Re-designing from the bottom up: The City of Vancouver unveiled its new sign design for rezoning and development projects last week. The new simplified design is a response to the previous hard-to-read and overly technical signs. Meanwhile in other parts of the city, glitz and glamour are being favoured over simple design, with multi-million dollar homes and surreal hotels marking the horizon. And in Grandview-Woodland we have a radical new plan for redesign and redevelopment. This week we explore Vancouver's stylistic tendencies, ranging from the flashy and ornate, the clean and (not quite so) simple, to the contentious and complicated.
Luxury Living. The Vancouver Observer gives us a tongue-in-cheek take on the fanciest (and most expensive) houses in the city. And yes, those are home cinemas and private bowling alleys that you're seeing. In other multi-million dollar news, Trump Tower is coming to downtown Vancouver. The $360-million Georgia Street development will include a hotel complete with champagne lounge, spa, and banquet and conference centre. It's expected to be finished in summer 2016.
Clean Slate.

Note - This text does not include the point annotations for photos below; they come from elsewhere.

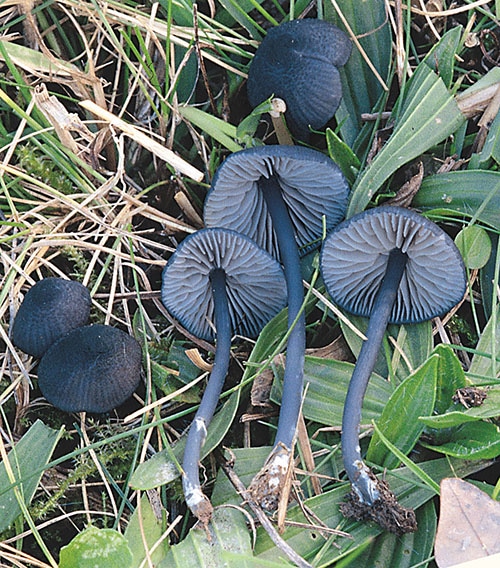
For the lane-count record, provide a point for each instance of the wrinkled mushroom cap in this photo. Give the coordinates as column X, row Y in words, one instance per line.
column 298, row 62
column 51, row 308
column 354, row 258
column 255, row 283
column 93, row 368
column 312, row 186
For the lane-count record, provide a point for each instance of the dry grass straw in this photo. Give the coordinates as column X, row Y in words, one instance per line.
column 88, row 233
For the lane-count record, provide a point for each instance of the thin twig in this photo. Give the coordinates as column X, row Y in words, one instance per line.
column 262, row 517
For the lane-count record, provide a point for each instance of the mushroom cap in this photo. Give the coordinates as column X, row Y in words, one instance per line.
column 312, row 186
column 50, row 309
column 93, row 368
column 255, row 283
column 298, row 62
column 354, row 259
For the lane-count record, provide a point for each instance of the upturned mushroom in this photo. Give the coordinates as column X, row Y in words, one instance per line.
column 50, row 309
column 278, row 196
column 216, row 284
column 391, row 265
column 93, row 368
column 298, row 62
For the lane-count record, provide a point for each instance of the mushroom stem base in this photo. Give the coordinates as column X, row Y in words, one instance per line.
column 269, row 485
column 385, row 511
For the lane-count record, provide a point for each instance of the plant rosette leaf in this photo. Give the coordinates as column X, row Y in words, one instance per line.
column 450, row 377
column 449, row 193
column 143, row 532
column 474, row 245
column 455, row 417
column 96, row 548
column 399, row 422
column 484, row 364
column 164, row 467
column 325, row 398
column 428, row 116
column 29, row 454
column 227, row 531
column 471, row 441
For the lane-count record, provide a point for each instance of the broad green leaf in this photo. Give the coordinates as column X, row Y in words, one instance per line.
column 96, row 548
column 360, row 86
column 491, row 147
column 326, row 381
column 205, row 549
column 474, row 245
column 245, row 131
column 428, row 116
column 489, row 409
column 311, row 546
column 162, row 467
column 451, row 193
column 441, row 58
column 31, row 452
column 143, row 531
column 485, row 363
column 472, row 441
column 487, row 277
column 450, row 377
column 218, row 129
column 342, row 155
column 399, row 421
column 405, row 551
column 414, row 344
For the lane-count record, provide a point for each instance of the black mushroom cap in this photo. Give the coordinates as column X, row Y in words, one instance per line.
column 311, row 183
column 298, row 62
column 93, row 368
column 354, row 259
column 50, row 309
column 255, row 283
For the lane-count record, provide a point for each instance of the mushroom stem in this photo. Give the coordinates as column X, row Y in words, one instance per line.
column 358, row 473
column 294, row 369
column 195, row 498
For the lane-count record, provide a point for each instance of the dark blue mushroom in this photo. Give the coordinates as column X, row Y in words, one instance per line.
column 93, row 368
column 279, row 196
column 216, row 284
column 50, row 309
column 298, row 62
column 394, row 266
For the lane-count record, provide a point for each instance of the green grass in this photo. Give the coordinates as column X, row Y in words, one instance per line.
column 108, row 205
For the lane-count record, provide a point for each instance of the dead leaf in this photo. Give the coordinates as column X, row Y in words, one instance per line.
column 469, row 524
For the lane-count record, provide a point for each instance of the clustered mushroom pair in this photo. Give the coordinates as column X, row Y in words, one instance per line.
column 269, row 204
column 82, row 368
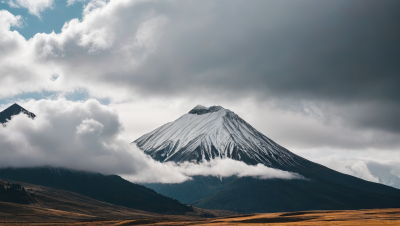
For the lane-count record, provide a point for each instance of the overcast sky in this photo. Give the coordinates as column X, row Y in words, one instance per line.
column 321, row 78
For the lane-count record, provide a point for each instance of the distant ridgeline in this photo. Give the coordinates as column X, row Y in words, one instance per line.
column 14, row 193
column 14, row 109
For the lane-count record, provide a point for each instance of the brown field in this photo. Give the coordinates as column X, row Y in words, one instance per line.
column 58, row 207
column 30, row 215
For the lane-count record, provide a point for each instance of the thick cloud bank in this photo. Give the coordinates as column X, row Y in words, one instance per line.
column 379, row 171
column 87, row 136
column 338, row 53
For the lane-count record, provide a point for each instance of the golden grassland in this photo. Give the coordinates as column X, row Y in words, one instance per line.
column 352, row 217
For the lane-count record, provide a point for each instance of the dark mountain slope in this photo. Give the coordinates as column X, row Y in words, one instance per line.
column 112, row 189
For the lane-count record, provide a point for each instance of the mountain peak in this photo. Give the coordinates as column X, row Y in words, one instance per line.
column 200, row 109
column 209, row 133
column 14, row 109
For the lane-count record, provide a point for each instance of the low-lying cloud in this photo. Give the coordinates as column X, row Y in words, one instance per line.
column 379, row 171
column 88, row 136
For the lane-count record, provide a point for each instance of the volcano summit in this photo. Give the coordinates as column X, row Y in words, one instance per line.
column 217, row 133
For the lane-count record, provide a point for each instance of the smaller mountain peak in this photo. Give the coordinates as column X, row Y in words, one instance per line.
column 14, row 109
column 199, row 107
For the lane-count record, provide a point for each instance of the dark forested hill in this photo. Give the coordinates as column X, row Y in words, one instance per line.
column 112, row 189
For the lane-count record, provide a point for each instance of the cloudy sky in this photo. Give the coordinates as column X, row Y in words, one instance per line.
column 321, row 78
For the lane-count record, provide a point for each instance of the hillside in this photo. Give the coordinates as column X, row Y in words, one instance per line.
column 111, row 189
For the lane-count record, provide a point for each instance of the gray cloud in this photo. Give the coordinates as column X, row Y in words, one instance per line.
column 380, row 171
column 335, row 61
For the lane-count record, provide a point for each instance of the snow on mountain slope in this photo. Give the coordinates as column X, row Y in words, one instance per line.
column 210, row 133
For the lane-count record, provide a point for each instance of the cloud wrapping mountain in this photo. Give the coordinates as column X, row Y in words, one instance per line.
column 87, row 136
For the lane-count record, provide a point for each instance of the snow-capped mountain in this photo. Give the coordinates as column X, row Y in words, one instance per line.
column 214, row 132
column 14, row 109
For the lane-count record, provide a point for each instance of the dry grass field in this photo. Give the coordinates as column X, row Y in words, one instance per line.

On the other end of Georgia, removing the viaducts and streamlining the area between Chinatown, Gastown, Strathcona, and the Downtown Eastside, is beginning to seem like a better, and better idea to many, including Mayor Gregor Robertson. As a recent report remarks, "In every city's evolution there are rare opportunities to take bold city-building steps to advance the city's goals and livability or correct a past planning wrong. The potential removal of the viaducts provides an opportunity for the City of Vancouver to do both."
Riding in Style. And for something that is perhaps neither simple or flashy, TransLink is shopping around various options for funding future upgrades to Metro Vancouver's transit system. One idea is road pricing, which could mean anything from bridge tolls to charges for drivers based on time of day or location. Could road pricing be the simplest, most elegant means of funding future transportation infrastructure or is it a complicated solution to an equally complicated problem? Your thoughts?
Decision-Making Style. It looks like Grandview-Woodland will be going through a drastic redesign. As Charles Campbell explains for The Tyee, "The Grandview-Woodland Community Plan calls for a radical remake of the area around the Broadway SkyTrain station: a possible 36-storey building on the Safeway site behind the station, towers up to 22 storeys in "transitional" zones including the area between 11th and 12th avenues near Commercial Drive, and more high-rises up to 26 storeys between Broadway and 7th towards Woodland." But for Campbell (and many others), the question remains: Who decides?
At the MOVeum:
June 26 - Upcycled Urbanism Volunteer Orientation night
July 6 - Curator’s Talk & Tour Foncie's Fotos w/ Joan Seidl
July 13 - Upcycled Urbanism: A Design+Build Project for Everyone - Granville Street Build Day
[Image: Expo 86 Georgia Viaduct and Saskatchewan pavilion, 2001. Photo courtesy of the City of Vancouver Archives, 2010-006.517]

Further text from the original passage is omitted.